Trained models live in memory unless you persist them. Here, you’ll save the model artifact that Part 3 will later serve. This artifact file contains the parameters learned during training. It holds the model weights and related metadata. Reloading it gives you the same trained model without retraining.

Save, reload, and score the model

Run Cell 13 to save, reload, and score with the persisted model.

Cell 13: Save, reload, and score with the persisted model

import os
from pyspark.ml.classification import LogisticRegressionModel

os.makedirs("./models", exist_ok=True)
model_path = "./models/trip_decline_risk_lr"

lr_model.write().overwrite().save(model_path)
lr_model_loaded = LogisticRegressionModel.load(model_path)

loaded_predictions = lr_model_loaded.transform(test_df)
loaded_predictions.select("driver_id", "label", "prediction").show(5)

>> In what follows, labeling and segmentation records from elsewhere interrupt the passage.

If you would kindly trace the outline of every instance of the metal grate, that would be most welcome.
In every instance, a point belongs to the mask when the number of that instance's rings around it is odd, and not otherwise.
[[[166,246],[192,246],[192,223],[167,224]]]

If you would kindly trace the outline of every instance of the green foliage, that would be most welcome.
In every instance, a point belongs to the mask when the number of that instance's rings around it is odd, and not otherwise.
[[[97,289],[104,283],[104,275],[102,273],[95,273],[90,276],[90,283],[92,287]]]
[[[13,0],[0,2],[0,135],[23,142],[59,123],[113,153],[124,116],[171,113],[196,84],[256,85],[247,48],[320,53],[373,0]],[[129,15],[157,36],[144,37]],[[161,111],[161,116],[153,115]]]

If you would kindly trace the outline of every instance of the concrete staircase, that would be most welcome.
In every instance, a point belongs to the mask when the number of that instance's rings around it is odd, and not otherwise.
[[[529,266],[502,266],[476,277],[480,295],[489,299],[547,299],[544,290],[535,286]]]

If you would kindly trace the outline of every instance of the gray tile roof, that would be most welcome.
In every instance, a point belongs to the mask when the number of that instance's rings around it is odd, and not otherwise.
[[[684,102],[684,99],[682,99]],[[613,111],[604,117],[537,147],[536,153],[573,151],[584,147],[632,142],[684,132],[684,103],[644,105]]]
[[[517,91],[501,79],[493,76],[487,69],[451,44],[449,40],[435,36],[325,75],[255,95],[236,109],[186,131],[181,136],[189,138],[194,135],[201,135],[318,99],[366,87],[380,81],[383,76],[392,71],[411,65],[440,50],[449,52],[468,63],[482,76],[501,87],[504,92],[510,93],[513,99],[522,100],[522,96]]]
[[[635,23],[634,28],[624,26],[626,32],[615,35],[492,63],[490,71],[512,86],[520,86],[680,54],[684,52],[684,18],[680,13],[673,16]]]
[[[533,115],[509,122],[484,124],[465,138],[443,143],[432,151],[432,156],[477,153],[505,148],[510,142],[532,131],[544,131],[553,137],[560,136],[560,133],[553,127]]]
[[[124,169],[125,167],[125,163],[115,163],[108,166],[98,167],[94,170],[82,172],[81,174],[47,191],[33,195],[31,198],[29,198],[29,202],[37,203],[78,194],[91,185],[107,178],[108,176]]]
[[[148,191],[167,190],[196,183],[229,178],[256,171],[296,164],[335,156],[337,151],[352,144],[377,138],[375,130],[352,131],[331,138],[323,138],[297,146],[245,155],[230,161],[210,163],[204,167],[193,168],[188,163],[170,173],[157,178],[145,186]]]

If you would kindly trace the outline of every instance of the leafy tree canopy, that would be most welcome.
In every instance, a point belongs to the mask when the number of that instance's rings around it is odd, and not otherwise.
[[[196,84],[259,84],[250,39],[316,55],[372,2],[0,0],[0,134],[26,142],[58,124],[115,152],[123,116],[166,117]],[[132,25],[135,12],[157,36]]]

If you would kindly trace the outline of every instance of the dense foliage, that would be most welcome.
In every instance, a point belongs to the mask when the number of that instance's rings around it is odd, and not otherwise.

print(f"Saved model to {model_path}")
print("Reloaded model and scored test rows")

Save, reload, and score

+----------+-----+----------+
| driver_id|label|prediction|
+----------+-----+----------+
|driver_007|    0|       0.0|
|driver_012|    1|       1.0|
|driver_019|    0|       0.0|
|driver_023|    0|       0.0|
|driver_031|    1|       1.0|
+----------+-----+----------+
Saved model to ./models/trip_decline_risk_lr
Reloaded model and scored test rows

Saving and loading confirms your training output is portable and can be restored later for inference. No new learning happens during load; this is model deserialization followed by normal scoring with the restored artifact.

Why this matters for Part 3

In Part 3, you’ll combine this saved model with live feature retrieval from Aerospike to build an end-to-end serving flow.

You now have the training artifact needed for model serving.